IL SEGRETO DEL MAGO / 1

Nell’anno 1220 della salutifera Incarnazione, nello stretto vico dei Cortellari, che come ognuno sa, apparteneva al seggio di Portanova, v’era una casuccia magra ed alta, dalle piccole finestre, aventi i vetri sporchi ed impiombati e all’ultimo piano della casa abitava Cicho il mago.

Cicho intendeva a opere magiche; durante la notte, mai si spegneva la lampada della stanzuccia dove egli studiava su grossi volumi di manoscritti a fermaglio, tolti da una polverosa scansia, mai cessava d’uscire, dalla cappa nera del suo focolare, un filo di fumo e la sua stanza era piena di storte, di lambicchi, di fornelli, di singolari coltelli in tutte le forme e di altri istrumenti in ferro destinati ad usi paurosi.

Ora accade che sul terrazzino di Cicho il mago sporgesse anche una porticina di una stanzuccia dove abitava, con suo marito guattero, Jovannella di Canzio e malgrado le precauzioni di segretezza adoperate da Cicho il mago, malgrado le porte chiuse, le finestre sbarrate, la Jovannella seppe il segreto dello stregone. Fosse stato per buco di serratura, per fessura di porta, per foro nel muro, o per altro, io non so. Ma è certo che un giorno la trionfante Jovannella disse al guattero marito: – Ascolta. Vuoi tu dire al cuoco di palazzo che io conosco una vivanda di così nuova e tanto squisita fattura da meritare l’assaggio del re?

E con molte sue persuasioni lo indusse a parlarne col cuoco, che a sua volta ne discusse col maggiordomo, il quale ne tenne parola con un conte, che osò dirne al re.

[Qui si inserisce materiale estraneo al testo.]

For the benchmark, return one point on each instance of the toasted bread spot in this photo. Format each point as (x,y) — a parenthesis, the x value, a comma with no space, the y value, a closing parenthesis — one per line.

Piacque al re la novella e dette ordine che la moglie del guattero si recasse nelle reali cucine e componesse la prelibata vivanda: infatti la Jovannella accorse prontamente e in tre ore ebbe tutto fatto. Ecco come: prese prima fior di farina, lo impastò con poca acqua, sale e uova, maneggiando la pasta lungamente per raffinarla e per ridurla sottile sottile come una tela; poi la tagliò con un suo coltellaccio in piccole strisce, queste arrotolò a forma di piccoli cannelli e fattane una grande quantità, essendo morbidi ed umidicci, li mise a rasciugare al sole. Poi mise in tegame strutto di porco, cipolla tagliuzzata finissima e sale; quando la cipolla fu soffritta vi mise un grosso pezzo di carne; quando questa si fu crogiolata bene ed ebbe acquistato un colore bruno-dorato, ella vi versò dentro il succo denso e rosso dei pomidori che aveva spremuti in uno straccio; coprì il tegame e lasciò cuocere, a fuoco lento, carne e salsa.